Methyl 5-(phenylsulfinyl)-2-benzimidazolecarbamate CAS RN®: 53716-50-0; UNII: OMP2H17F9E.
>> Oxfendazole contains not less than 98.0 percent and not more than 100.5 percent of C15H13N3O3S, calculated on the dried basis.
1 Packaging and storage
Preserve in well-closed, light-resistant containers.
2 Labeling
Label it to indicate that it is for veterinary use only.

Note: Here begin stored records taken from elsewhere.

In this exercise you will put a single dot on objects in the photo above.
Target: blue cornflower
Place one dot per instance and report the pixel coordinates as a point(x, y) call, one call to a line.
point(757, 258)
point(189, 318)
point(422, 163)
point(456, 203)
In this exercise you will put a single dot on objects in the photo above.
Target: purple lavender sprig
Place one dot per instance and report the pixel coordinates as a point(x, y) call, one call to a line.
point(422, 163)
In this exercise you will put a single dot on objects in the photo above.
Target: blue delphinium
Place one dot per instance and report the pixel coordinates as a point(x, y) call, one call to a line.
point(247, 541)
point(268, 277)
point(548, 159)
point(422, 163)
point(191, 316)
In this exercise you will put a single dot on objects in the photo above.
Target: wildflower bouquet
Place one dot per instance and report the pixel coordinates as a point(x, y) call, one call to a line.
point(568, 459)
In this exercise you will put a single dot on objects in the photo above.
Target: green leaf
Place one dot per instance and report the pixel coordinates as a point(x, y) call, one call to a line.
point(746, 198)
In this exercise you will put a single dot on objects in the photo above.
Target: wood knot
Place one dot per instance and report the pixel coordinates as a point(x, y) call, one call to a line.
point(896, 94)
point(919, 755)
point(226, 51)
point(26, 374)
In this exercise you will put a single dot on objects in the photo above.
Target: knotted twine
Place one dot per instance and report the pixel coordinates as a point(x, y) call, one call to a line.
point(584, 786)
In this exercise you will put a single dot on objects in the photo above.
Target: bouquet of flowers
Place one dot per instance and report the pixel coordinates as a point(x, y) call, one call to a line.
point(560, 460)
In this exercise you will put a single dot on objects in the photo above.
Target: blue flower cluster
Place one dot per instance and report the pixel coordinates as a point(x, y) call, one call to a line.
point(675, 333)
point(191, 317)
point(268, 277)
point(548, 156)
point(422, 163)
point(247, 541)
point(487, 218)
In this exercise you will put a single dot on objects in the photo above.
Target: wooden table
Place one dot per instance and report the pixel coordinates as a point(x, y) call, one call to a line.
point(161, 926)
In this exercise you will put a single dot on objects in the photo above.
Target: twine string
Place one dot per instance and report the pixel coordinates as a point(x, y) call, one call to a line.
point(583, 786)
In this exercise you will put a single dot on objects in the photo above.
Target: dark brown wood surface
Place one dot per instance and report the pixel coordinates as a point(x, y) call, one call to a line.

3 USP REFERENCE STANDARDS (11)
USP Fenbendazole RS
USP Oxfendazole RS
4 Identification
Change to read:
A:Spectroscopic Identification Tests (197), Infrared Spectroscopy: 197K (CN 1-May-2020).
B: The appearance of the principal spot in the chromatogram of the Test solution corresponds to that in the chromatogram of Standard solution 1, as obtained in the test for Related compounds.
4.1 LOSS ON DRYING (731)
Dry it in vacuum at a pressure not exceeding 5 mm of mercury at 105° for 2 hours: it loses not more than 1.0% of its weight.
4.2 RESIDUE ON IGNITION (281)
Not more than 0.1%.
5 Related compounds
5.1 Diluent
Prepare a mixture of ethyl acetate and glacial acetic acid (4:1).
5.2 Standard solution 1
Dissolve a quantity of USP Oxfendazole RS in Diluent to obtain a solution having a concentration of 0.1 mg per mL.
5.3 Standard solution 2
Dissolve a quantity of USP Fenbendazole RS in Diluent to obtain a solution having a concentration of 0.05 mg per mL.
5.4 Standard solution 3
Prepare a mixture of Standard solution 1 and Standard solution 2 (1:2).
5.5 Test solution
Dissolve 25 mg of Oxfendazole in Diluent, dilute with Diluent to 5 mL, and mix.
5.6 Procedure
Separately apply 20 µL portions of Standard solution 1, Standard solution 2, Standard solution 3, and the Test solution to a thin-layer chromatographic plate (see Chromatography (621)) coated with a 0.25-mm layer of chromatographic silica gel mixture. Develop the chromatograms in a solvent system consisting of a mixture of ethyl acetate and glacial acetic acid (95:5) until the solvent front has moved about three-fourths of the length of the plate. Remove the plate from the chromatographic chamber, and allow to air-dry. Examine the plate under short-wavelength UV light: the chromatogram obtained from Standard solution 3 shows two clearly separated principal spots. In the chromatogram obtained from the Test solution, no spot corresponding to fenbendazole is more intense than the spot in the chromatogram obtained from Standard solution 2 (1%), and no spot other than the principal spot and no spot corresponding to fenbendazole is more intense than the spot in the chromatogram obtained from Standard solution 1 (2%).
6 Assay
Dissolve about 300 mg of Oxfendazole, accurately weighed, in 3 mL of anhydrous formic acid. Add 40 mL of acetic anhydride, and titrate with 0.1 N perchloric acid VS, determining the endpoint potentiometrically. Each mL of 0.1 N perchloric acid is equivalent to 31.54 mg of C15H13N3O3S.